Extracting numbers with regular expressions

Posted on 12/04/2014 by dougaj4

Shortly after I wrote about extracting numbers from text strings, Winston Snyder at dataprose.org wrote a detailed article about using “regular expressions” to separate text from numbers in any string. I have adapted his routine for the same purpose as in the previous post, that is to extract a single numerical value from a text string.
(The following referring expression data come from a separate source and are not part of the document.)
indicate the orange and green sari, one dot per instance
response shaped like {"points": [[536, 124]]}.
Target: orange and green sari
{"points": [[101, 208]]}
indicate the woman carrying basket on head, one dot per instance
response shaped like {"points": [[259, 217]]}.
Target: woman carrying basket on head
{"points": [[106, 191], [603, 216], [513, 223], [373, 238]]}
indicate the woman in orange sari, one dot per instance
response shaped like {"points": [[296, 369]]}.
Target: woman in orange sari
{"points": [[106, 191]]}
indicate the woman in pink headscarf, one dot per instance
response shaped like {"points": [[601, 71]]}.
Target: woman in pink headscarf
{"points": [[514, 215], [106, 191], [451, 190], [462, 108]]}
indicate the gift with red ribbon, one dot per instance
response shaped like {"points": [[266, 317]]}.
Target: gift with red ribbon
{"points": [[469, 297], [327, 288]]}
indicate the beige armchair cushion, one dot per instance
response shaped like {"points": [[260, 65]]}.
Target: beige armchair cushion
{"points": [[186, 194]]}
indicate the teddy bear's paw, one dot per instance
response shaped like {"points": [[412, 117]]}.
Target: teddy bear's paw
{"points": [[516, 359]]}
The regular expressions approach has two main advantages:

The same function can be used to extract numbers from the left, right, or middle of a text string.
No delineators are required.

The only drawback is that if the text string contains more than one number the function will concatenate them if they are integers, or return zero if they both have decimals.

The new ExtractNum function has been added to GetNum.xlsb, and Text-in2.xlsb, and is shown in use in the screenshot below:

ExtractNum Function

This function is only scratching the surface of what can be done with regular expressions. For more details and links see dataprose.org.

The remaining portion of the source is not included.